Видишь, всё-таки не существует чувства или явления, которого нельзя было бы выразить в откровенном письме, – и отобрать у ничто мгновения. Точно так люди берегут личные вещи, распространяясь на них и захламляя свои дома, жизнь пытаясь продлить в неживом. Но в итоге от человека останется горстка писем, несколько фотографий и другие люди, помнящие и безутешные. Накопленный хлам выбросят или сожгут, а письма – мост через время.
На вопрос: «Можно ли войти в одну реку дважды?», я всегда отвечала: «Да, второй раз, когда пишешь об этом, а потом воскресать в голове читающего твои строки». Шкатулка с неотправленными письмами Анны и чёрно-белая фотокарточка, где она с моей трёхлетней прабабушкой на руках на крыльце заонежского дома – моё наследство. Провожу ладонью по шероховатой бумаге, разбираю по буквам бисерный почерк, раскладываю письма по датам, превращая их в личный дневник, и история оживает. Я уже научилась писать на полях и восстанавливать провалы во времени.
В глобальном смысле все знания человечества о мироздании – шахматная доска: белые квадраты дверей в освещённые комнаты открываются из темноты коридоров неясных догадок и заблуждений.
Жаль, что оба вы – Homo fictus13. Я хочу сохранить на бумаге вас, но могу лишь свои отражения. Мой роман тоже личный дневник, где я заново вас создаю или попросту сочиняю, преломляю через себя, расширяюсь до ваших пределов. И пишу тебе о тебе.
Ты рассказывал факты своей биографии, я же пытаюсь понять, что ты чувствовал в пять лет, в шестнадцать, в том кафе на вокзале, когда провожала. Внутри меня ты другой, и порой так трудно осветить этот внутренний мир, записать словами. Вытягиваю тебя из себя, как нескончаемую нить. И приписываю несуществующие мысли и чувства, придумываю, как и Москву вокруг, как свою жизнь. Мир – творение моих рук.
Мечтала книгу построить, как фамильный замок: мраморные полы, замшелые стены, где-то капает вода, сквозит холодом. Камин еле тлеет. Ты сидишь в кресле и смотришь в окно. За окном встаёт солнце. Ты попадаешь в конус яркого луча. И начинается утро.
В наших каменных городах мне всегда не хватало солнца – как веры в вечное возвращение. Я мечтаю о притяжении Комбре14. Меня учат: пиши так, чтобы читатель не мог оторваться от книги до последней страницы.

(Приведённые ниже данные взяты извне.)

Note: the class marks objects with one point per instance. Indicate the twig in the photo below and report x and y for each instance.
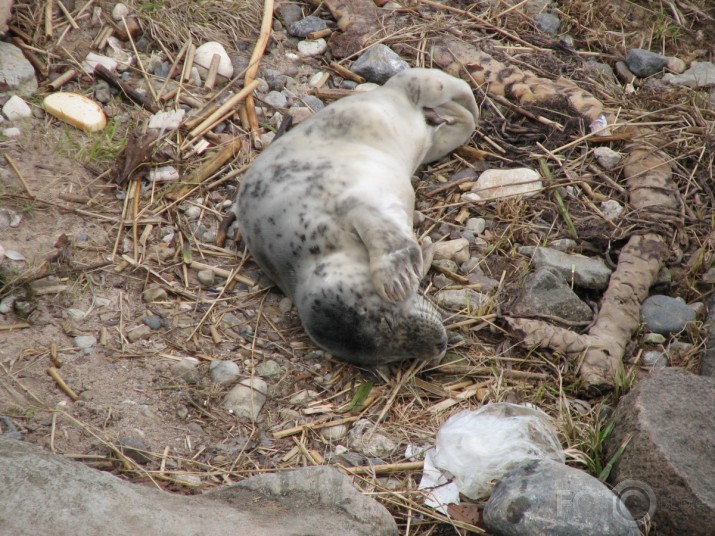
(52, 371)
(14, 167)
(252, 70)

Меня же волнует, вернётся ли он и будет ли возвращаться, хотя бы время от времени. Книги называют путешествиями, для меня они – обжитые дома.
Держу в руках письма Анны и пишу тебе от руки. Считай это вызовом времени. Эпохе бестелесной, бездушной энергии, электронных писем, книг в ридерах, сериалов в айпадах, электрическому свету, искусственной жизни. Когда-то люди писали на камне, глине, пергаменте – настоящее, на века, а сейчас и бумагу превратили в систему двубитных сигналов, нас – в профайлы социальных сетей. Мы стираем, стирают нас. Планета вертится всё быстрее, энтропия растёт. Поток информации – засуха в мыслях. Амнезия – проблема века. Навязчивое желание фотографировать и сохранять в сети свои дни создаёт Facebook – обезличенную книгу повального дежавю, гигабайты мусора прошлого. А во имя светлого будущего объявлена всеобщая гаджетизация. Слова уже не читаемы, как иероглифы древних, новый язык – интерактивная инфографика, её сменит прямо наведённая в мозг эмоция. Мигание лампочки, электронный сигнал, алфавит из нулей и единиц.
Но слово – единственное, что в нас есть человеческого, утратив его, мы замкнём круг истории и очутимся в начале начал, обесценив сами себя. Впрочем, Апокалипсис с нами случился на рубеже веков, проблема-2000: все ждали обнуления электронных систем, произвольного запуска ракет и уничтожения планеты. Проснулись с утра, облегчённо вздохнули и начали праздновать новую эру, не зная и не догадываясь, что ничто подкрадывается незаметно с блаженной улыбкой убийцы-дегенерата: разум и чувства у нас обнулились.
Я даже пишу на языке хаоса, не словами, а вспышками памяти выхватываю нас из темноты. Она, как желудочный сок, растворяет в себе предметы. Безразмерный ноль, чёрная дыра вне времени и пространства. В темноте зеркала меня не отражают, и я сама становлюсь никем. Психологи называют мой страх никтофобией15, но ничто родилось и всегда было со мной: в спальне с погашенным светом, под закрытыми веками. С детства по ночам зажигаю свет: дома, в номерах отелей, в гостях. И курю, чтобы носить с собой зажигалку, как свечку, как оберег. До боли в глазах смотрю на закаты, пока солнце не почернеет: дни укорачиваются год от года, я исчезаю.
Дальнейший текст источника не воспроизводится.